The migrant workers were never counted as being part of the labour-force in the first place, and they certainly don't show up in the claims figures because they are ineligible for benefits. So employment in the construction industry has indeed shrunk but is not captured in the official statistics. This is another example of why it is necessary to interpret data with care rather than to take it at face value.

The American consumer is still showing greater resilience than expected. There is a saying that it is not a good idea to bet against this committed spender, and in recent years this has generally been the case. Time and again, US consumers have surprised forecasters by their tendency to spend more than expected.
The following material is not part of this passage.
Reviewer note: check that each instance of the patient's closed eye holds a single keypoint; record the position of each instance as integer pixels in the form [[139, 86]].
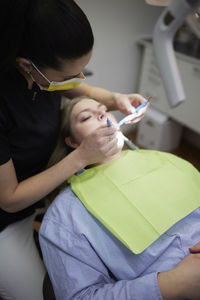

A fundamental reason for this phenomenon is to be found in the relative stability of the macroeconomic environment in recent years. Households have not experienced volatile income and inflation. Naturally, they expect this to continue into the future and consider negative developments, in the present, to be temporary. Without Asian willingness to finance American consumption habits, the mild recession in 2001 would have been more severe, leaving a nasty memory and making consumers more cautious in their spending / saving behaviour.

At the G8 summit in Germany, it appears that a temporary truce was declared between America and Russia in their squabble over the Bush administration's desire to install a missile defence system in some Eastern European countries that were once members of the Soviet bloc. Putin cooled mounting tensions by his clever suggestion of locating the installation in Azerbaijan. The yanks were caught by surprise and could only respond that the suggestion needed further studying.

Putin has been reconstructing state power and centralising authority over a number of years. Those in Russia who have disagreed with him and stood in the way have been neutralised. He is not necessarily out to get the robber-barons, who built their fortune in the Yeltsin era, if they cooperate with him. Those who chose to oppose are either in jail or in exile.

Russia does not have a strong democratic tradition. For most of its history, it has been ruled by autocrats. Among the notable ones, there was Peter the Great and Catherine the Great, who were so called because they were strong-willed and got things done. Anyway, that's the entry in the school history books. Ivan was also a doer but didn't have a good publicist and ended up being called Ivan the Terrible.

As for Vladimir Putin, according to the polls, he is popular in Russia. He is identified with stability at home and greater prestige abroad. It was inevitable that after putting order back in the house he would start flexing muscles on the world scene. A helpful factor is that the sharp rise in energy prices over the past few years has revived the Russian economy.

In a speech delivered at an international security conference in February he set out his vision of the international order and Russia's place in it. Basically, he was calling for a multi-polar world and an end to American hegemony. It was a frank speech that alarmed the audience of Europeans and Americans because it was direct and shorn of diplomatic fluff.

The likelihood is that Russia will continue to be assertive in furthering its interests in the global arena, and this will cause frictions with the United States and even Europe. However, recent talk in the media about the commencement of a new Cold War is exaggerated. The world is more intertwined economically and politically than ever before, which necessitates a degree of cooperation among rivals. At the same time, the transition from US hegemony to a multi-polar world is unlikely to be entirely smooth.